Believing in my gut that the chaos of a child directing his own learning really does lead to the most deeply meaningful moments, there have nevertheless been days when I've left my studio wondering if anything productive was occurring, or if I should just close up shop. Because the very simple truth about allowing children to think for themselves is that you have to let go of control. You have to let things get messy.

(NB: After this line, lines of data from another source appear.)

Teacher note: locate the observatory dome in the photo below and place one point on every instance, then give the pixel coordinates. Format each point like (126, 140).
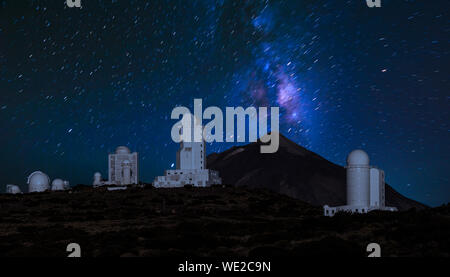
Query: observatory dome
(358, 157)
(13, 189)
(58, 184)
(38, 182)
(123, 150)
(126, 163)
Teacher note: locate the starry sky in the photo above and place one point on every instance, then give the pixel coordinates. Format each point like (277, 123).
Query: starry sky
(77, 83)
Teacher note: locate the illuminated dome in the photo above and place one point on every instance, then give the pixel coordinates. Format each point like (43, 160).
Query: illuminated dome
(126, 163)
(123, 150)
(38, 182)
(358, 157)
(58, 184)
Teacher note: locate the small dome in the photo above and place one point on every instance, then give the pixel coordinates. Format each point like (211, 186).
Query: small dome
(358, 157)
(38, 182)
(57, 182)
(123, 150)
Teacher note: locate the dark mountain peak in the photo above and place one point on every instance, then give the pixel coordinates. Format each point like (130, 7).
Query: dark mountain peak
(294, 171)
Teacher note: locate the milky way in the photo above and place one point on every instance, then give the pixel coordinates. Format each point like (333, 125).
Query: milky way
(76, 83)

And messy looks bad.
But then, over this past month, I was given a gift.
As my studio of little ones [newer to me]
and older ones [long with me]
prepared for our year-end recital,
I heard many statements such as these:
"I wrote a song to play in the recital."
"I think I want to change this part..."
"I've got this..."
[as in, "go sit over there, I don't need you"]
Etc.
There have been compositions,
complex and interesting.
There have been arrangements of pieces, with justifications of
--"I added a better ending"
or
--"I didn't really like it this way, so I changed it..."
There has been figuring out songs from popular movies
[Anybody heard of Frozen?] and arranging them in Medleys
[or, as one of those creative ones insisted upon,
a Milly-dally-delly-didaly-doo...]
And as each one rolled his or her way to the piano yesterday,
I saw with my own eyes:
When you allow children to decide what quality means in their own way for this particular season of their understanding, while also providing them with a model of what that looks like for you and tools for how to do it for themselves, you come up with musicians, sure, and true, and proud.
It's active embodiment alright, of persons fully alive.
And this piano teacher is the proudest,
of all of their beautiful moments;
and the most grateful, that with me they are shared.